By: Hayden Fitzsimons
‘I Saw the Devil’ is a Korean film which was released in 2010, and was directed by Kim Jee-woon. In my previous reviews, I’ve often gone into detail on the director, cast, release, and plot in general. However, I find myself wanting to avoid describing this film as much as possible. This does pose some problems as a review is, well, a review.
‘I Saw the Devil’s’ plot is something I will try to avoid spoiling or detailing as much as possible, however, the central point is hard to not talk about. The film revolves around the gruesome murder of Kim Soo-hyeon’s fiancé. Kim Soo-hyeon, a heavily trained secret agent, makes it his duty to track down the killer and avenge his fiancé. However, the vengeance isn’t as simple as one may assume. In films like ‘John Wick’, the plot is simple; a character important to the protagonist is killed, and so the protagonist tracks down and kills or catches the antagonist. ‘I Saw the Devil’ takes a different route.
It does not take Soo-hyeon long at all to catch the killer, and whilst brutally assaulting this man, Soo-hyeon decides to let him live. He places a tracker into Kyung-chul, the killer, and repeatedly attacks him for the rest of the film. Another monster has been created by a monster.
But, this film is not as simple as following the creation of a monster thanks to revenge. No, the film chronicles nearly constant violence. When I say that this film is not for the faint of heart, I mean it. Many films pose as such and yet barely reach an R-rating. However, ‘I Saw the Devil’ more than earns its R-rating. This film is one of the most brutal and disturbing films I’ve seen, and yet it somehow manages to not be in poor taste, and not go over the top into absurdity.
Once again, I must stress the disgusting and deeply disturbing events that continually happen practically one after another with very little down time. There is constantly blood and violence, however, this is barely the tip of the iceberg. Depictions of cannibalism, severed bodies, decapitation, attempted rape, mutilation, and torture are all on-screen multiple times throughout the film.
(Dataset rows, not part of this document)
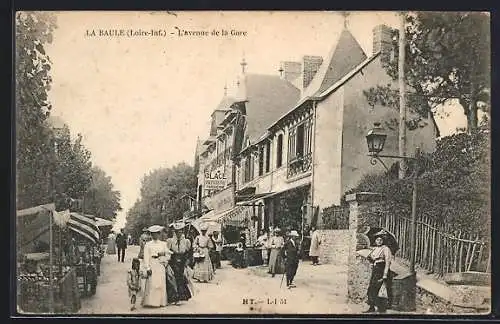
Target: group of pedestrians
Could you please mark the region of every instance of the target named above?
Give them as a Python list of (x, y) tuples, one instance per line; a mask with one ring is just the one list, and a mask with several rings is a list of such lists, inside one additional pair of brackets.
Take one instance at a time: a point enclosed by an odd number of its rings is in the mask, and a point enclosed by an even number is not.
[(272, 233), (269, 236), (263, 231), (257, 239), (263, 263), (268, 266), (268, 273), (272, 277), (284, 274), (287, 287), (294, 288), (293, 280), (301, 257), (300, 235), (296, 230), (283, 233), (279, 228), (272, 230)]
[(117, 234), (111, 231), (108, 236), (106, 253), (118, 254), (118, 262), (125, 262), (125, 250), (127, 249), (128, 242), (129, 238), (125, 235), (123, 228)]
[(193, 280), (207, 283), (214, 278), (215, 269), (220, 268), (222, 239), (217, 232), (208, 235), (208, 226), (202, 224), (191, 243), (185, 228), (184, 223), (174, 223), (170, 238), (165, 238), (163, 226), (143, 229), (139, 254), (127, 277), (132, 310), (141, 290), (143, 307), (181, 305), (194, 296)]

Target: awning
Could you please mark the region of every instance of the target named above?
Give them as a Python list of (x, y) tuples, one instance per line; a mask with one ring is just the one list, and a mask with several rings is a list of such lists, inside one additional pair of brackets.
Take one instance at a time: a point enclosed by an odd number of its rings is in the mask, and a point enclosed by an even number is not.
[(26, 209), (21, 209), (16, 212), (17, 217), (24, 217), (24, 216), (30, 216), (30, 215), (35, 215), (40, 212), (47, 212), (47, 211), (55, 211), (56, 210), (56, 205), (55, 204), (46, 204), (46, 205), (40, 205), (36, 207), (31, 207), (31, 208), (26, 208)]
[(17, 237), (21, 247), (34, 241), (49, 242), (47, 233), (50, 229), (50, 217), (53, 211), (55, 211), (55, 205), (47, 204), (16, 212)]
[(245, 200), (237, 202), (236, 205), (237, 206), (248, 206), (248, 205), (252, 206), (255, 202), (257, 202), (261, 199), (269, 198), (269, 197), (274, 196), (276, 194), (277, 193), (274, 193), (274, 192), (266, 192), (266, 193), (251, 195), (248, 197), (244, 197)]
[(78, 213), (70, 213), (68, 228), (93, 243), (99, 242), (99, 227), (97, 226), (97, 222), (90, 217), (86, 217)]
[(100, 218), (100, 217), (94, 217), (94, 220), (96, 222), (97, 227), (113, 227), (114, 223), (110, 220)]
[(252, 206), (236, 206), (221, 215), (217, 222), (222, 225), (245, 226), (246, 221), (253, 216), (253, 212)]

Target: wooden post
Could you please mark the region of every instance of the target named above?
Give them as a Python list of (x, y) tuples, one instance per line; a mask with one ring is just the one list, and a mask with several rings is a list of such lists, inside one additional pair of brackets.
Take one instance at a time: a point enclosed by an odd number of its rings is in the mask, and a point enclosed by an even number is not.
[[(406, 87), (405, 87), (405, 14), (400, 13), (399, 27), (399, 58), (398, 58), (398, 82), (399, 82), (399, 156), (406, 156)], [(403, 179), (406, 173), (406, 159), (401, 159), (399, 164), (399, 179)]]
[(54, 313), (54, 273), (52, 271), (53, 260), (53, 235), (52, 235), (52, 217), (53, 212), (49, 212), (49, 312)]
[(411, 254), (410, 254), (410, 272), (415, 273), (415, 253), (417, 246), (417, 177), (418, 177), (418, 156), (420, 155), (420, 150), (417, 147), (415, 149), (415, 158), (417, 159), (417, 166), (415, 174), (413, 175), (413, 195), (411, 202)]

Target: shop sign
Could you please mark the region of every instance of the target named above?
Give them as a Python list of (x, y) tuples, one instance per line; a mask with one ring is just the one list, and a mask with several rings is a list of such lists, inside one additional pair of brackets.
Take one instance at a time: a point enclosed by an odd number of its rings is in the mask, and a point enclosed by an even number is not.
[(223, 190), (227, 187), (228, 179), (224, 172), (205, 171), (205, 190)]

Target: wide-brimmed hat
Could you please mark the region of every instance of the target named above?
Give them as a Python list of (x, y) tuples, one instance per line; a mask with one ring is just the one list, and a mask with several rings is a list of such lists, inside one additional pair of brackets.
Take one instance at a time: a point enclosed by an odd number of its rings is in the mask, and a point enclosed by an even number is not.
[(163, 226), (160, 225), (152, 225), (148, 228), (148, 232), (150, 233), (159, 233), (163, 231)]
[(205, 224), (205, 223), (201, 224), (200, 231), (208, 231), (208, 224)]
[(378, 231), (377, 233), (375, 233), (375, 234), (373, 235), (373, 237), (382, 237), (382, 238), (384, 238), (384, 237), (386, 237), (387, 235), (389, 235), (389, 233), (387, 233), (387, 231), (385, 231), (385, 230), (380, 230), (380, 231)]
[(184, 227), (186, 227), (186, 224), (180, 223), (180, 222), (179, 223), (173, 223), (172, 227), (174, 228), (174, 230), (180, 231), (180, 230), (184, 229)]
[(273, 231), (274, 231), (274, 233), (279, 233), (279, 232), (281, 232), (281, 229), (279, 227), (276, 227)]
[(148, 231), (148, 228), (147, 228), (147, 227), (144, 227), (144, 228), (142, 229), (142, 231), (143, 231), (143, 232), (147, 232), (147, 231)]
[(288, 234), (289, 236), (295, 236), (295, 237), (299, 237), (299, 233), (297, 233), (297, 231), (290, 231), (290, 234)]

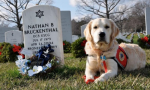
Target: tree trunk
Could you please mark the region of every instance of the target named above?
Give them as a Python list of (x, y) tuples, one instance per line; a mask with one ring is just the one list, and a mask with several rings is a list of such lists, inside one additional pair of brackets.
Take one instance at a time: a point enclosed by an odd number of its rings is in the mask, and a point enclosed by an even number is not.
[(22, 31), (22, 24), (19, 23), (19, 24), (17, 25), (17, 27), (18, 27), (19, 31)]
[(107, 4), (107, 0), (105, 0), (106, 3), (106, 18), (109, 19), (109, 11), (108, 11), (108, 4)]

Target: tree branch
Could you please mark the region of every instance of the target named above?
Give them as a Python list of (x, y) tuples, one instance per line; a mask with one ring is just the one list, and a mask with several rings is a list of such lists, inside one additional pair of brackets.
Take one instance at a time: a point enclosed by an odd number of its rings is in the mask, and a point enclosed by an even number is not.
[(118, 0), (118, 2), (111, 8), (111, 9), (109, 9), (109, 12), (111, 12), (116, 6), (117, 6), (117, 4), (120, 2), (120, 0)]

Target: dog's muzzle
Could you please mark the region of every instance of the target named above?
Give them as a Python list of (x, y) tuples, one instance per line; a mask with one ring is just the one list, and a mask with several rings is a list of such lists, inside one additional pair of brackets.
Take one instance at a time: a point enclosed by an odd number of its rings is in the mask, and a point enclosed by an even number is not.
[(106, 36), (105, 32), (100, 32), (100, 34), (99, 34), (99, 42), (106, 42), (105, 41), (105, 36)]

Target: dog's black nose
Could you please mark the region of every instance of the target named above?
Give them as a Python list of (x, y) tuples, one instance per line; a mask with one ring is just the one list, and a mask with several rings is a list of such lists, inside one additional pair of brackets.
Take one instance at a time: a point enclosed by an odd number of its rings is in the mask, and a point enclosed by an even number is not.
[(101, 32), (101, 33), (99, 34), (99, 36), (100, 36), (101, 38), (103, 38), (103, 37), (105, 37), (105, 33), (104, 33), (104, 32)]

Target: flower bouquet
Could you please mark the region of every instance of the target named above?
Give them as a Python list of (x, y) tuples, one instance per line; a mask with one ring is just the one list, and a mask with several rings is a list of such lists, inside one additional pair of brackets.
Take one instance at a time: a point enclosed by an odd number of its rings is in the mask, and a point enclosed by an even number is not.
[[(30, 51), (27, 51), (29, 52)], [(16, 65), (19, 71), (23, 75), (33, 76), (35, 74), (48, 73), (59, 65), (58, 58), (53, 54), (51, 45), (41, 47), (36, 55), (31, 56), (28, 59), (23, 59), (21, 55), (18, 55)], [(25, 54), (25, 53), (24, 53)]]
[(147, 35), (144, 38), (139, 38), (138, 39), (138, 44), (142, 48), (150, 48), (150, 36)]

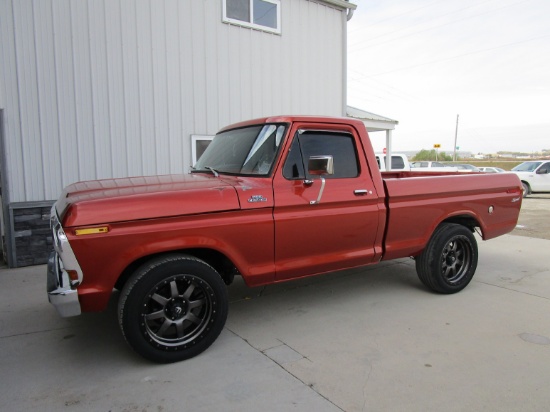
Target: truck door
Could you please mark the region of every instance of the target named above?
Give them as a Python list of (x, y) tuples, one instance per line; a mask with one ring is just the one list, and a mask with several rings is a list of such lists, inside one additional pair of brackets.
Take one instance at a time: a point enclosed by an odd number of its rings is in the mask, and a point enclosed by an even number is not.
[(544, 163), (535, 171), (531, 189), (534, 192), (550, 192), (550, 162)]
[[(308, 128), (291, 137), (274, 177), (276, 279), (371, 263), (385, 215), (353, 129)], [(308, 168), (327, 158), (332, 174)]]

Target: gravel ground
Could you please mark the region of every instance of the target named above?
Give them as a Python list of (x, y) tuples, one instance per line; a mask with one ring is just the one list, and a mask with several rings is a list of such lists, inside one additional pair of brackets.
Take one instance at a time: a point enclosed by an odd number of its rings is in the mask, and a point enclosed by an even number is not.
[(523, 199), (518, 226), (512, 235), (550, 240), (550, 194), (534, 194)]

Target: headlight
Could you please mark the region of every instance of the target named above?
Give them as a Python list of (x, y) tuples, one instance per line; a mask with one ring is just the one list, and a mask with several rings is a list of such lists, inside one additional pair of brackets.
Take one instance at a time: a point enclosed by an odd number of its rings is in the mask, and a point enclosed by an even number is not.
[(67, 235), (65, 234), (62, 227), (56, 231), (57, 239), (56, 244), (59, 247), (60, 251), (63, 251), (63, 244), (68, 242)]

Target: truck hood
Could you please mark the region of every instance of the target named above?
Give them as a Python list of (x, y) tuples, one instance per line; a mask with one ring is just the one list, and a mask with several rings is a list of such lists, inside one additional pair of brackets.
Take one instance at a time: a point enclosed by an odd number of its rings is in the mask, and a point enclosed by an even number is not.
[(67, 227), (236, 209), (240, 202), (233, 185), (201, 174), (78, 182), (56, 203)]

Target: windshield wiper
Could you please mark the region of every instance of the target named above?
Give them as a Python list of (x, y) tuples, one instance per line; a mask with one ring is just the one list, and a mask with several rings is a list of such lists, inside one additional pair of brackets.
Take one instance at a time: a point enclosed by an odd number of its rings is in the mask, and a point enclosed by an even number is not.
[(210, 170), (212, 172), (212, 174), (214, 175), (214, 177), (218, 177), (220, 175), (218, 172), (216, 172), (216, 170), (213, 167), (204, 166), (204, 168)]
[(210, 166), (204, 166), (202, 169), (197, 169), (196, 167), (191, 166), (191, 173), (204, 173), (206, 171), (211, 172), (215, 177), (220, 175), (216, 169)]

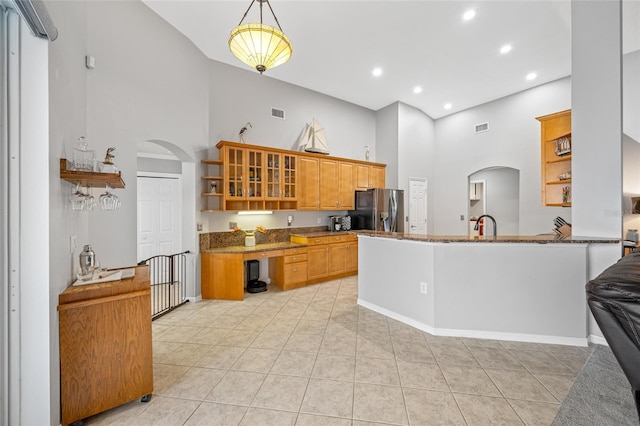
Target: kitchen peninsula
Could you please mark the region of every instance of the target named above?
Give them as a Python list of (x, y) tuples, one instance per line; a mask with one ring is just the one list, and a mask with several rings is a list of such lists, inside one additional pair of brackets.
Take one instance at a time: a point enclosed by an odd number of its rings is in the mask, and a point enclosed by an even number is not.
[(358, 235), (358, 304), (442, 336), (586, 346), (588, 252), (618, 239)]

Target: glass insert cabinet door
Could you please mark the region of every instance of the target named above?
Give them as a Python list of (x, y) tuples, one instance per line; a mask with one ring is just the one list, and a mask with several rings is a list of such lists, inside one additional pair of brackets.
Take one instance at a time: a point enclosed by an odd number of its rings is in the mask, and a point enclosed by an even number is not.
[(244, 198), (245, 150), (227, 147), (226, 157), (226, 196), (232, 199)]
[(282, 198), (288, 198), (295, 200), (296, 194), (296, 181), (297, 181), (297, 157), (295, 155), (283, 155), (282, 164)]
[(248, 198), (262, 198), (262, 185), (264, 175), (264, 153), (262, 151), (247, 150), (247, 174), (249, 181), (247, 183)]
[(267, 199), (280, 198), (280, 159), (281, 154), (268, 152), (267, 154)]

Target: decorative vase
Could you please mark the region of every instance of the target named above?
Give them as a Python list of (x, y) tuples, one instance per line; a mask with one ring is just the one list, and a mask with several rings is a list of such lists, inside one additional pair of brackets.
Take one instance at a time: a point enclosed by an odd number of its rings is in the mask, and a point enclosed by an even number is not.
[(247, 235), (245, 235), (244, 237), (244, 245), (245, 247), (253, 247), (256, 245), (256, 236), (255, 234), (251, 233), (247, 233)]

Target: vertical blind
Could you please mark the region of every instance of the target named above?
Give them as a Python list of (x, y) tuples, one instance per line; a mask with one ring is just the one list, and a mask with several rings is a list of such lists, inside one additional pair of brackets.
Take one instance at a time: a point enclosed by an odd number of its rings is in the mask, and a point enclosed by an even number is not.
[(58, 30), (42, 0), (10, 0), (34, 36), (50, 41), (58, 38)]

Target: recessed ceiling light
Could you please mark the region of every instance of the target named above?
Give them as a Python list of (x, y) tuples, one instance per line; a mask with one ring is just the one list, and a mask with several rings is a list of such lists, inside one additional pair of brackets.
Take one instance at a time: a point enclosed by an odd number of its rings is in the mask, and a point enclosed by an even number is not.
[(371, 71), (371, 74), (373, 74), (374, 77), (380, 77), (382, 75), (382, 68), (374, 68), (373, 71)]
[(422, 92), (422, 87), (416, 86), (413, 88), (413, 93), (420, 93), (420, 92)]
[(505, 44), (504, 46), (502, 46), (500, 48), (500, 53), (502, 53), (503, 55), (505, 53), (509, 53), (509, 52), (511, 52), (511, 45), (510, 44)]
[(444, 109), (451, 109), (453, 105), (451, 105), (449, 102), (447, 102), (446, 104), (444, 104)]
[(538, 76), (538, 74), (536, 74), (535, 72), (530, 72), (529, 74), (527, 74), (527, 80), (531, 81), (531, 80), (535, 80), (536, 77)]
[(476, 16), (476, 11), (473, 9), (469, 9), (464, 13), (464, 15), (462, 15), (462, 19), (464, 19), (465, 21), (470, 21), (474, 16)]

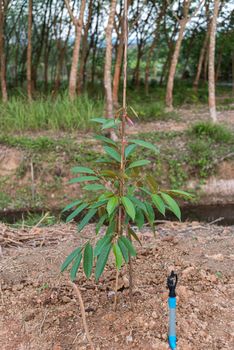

This is why I find myself unable to recommend this film, despite the fact it is an incredible film with an enthralling and action-packed story.
However, if you believe you can handle the violence, or even get a kick out of it, then I’d advise caution, but would urge you to see the film. ‘I Saw the Devil’ somehow manages to use its continual gruesome violence to teach a valuable lesson on the dangers of revenge, and the horrid lengths humans will attempt to reach just to inflict pain on another.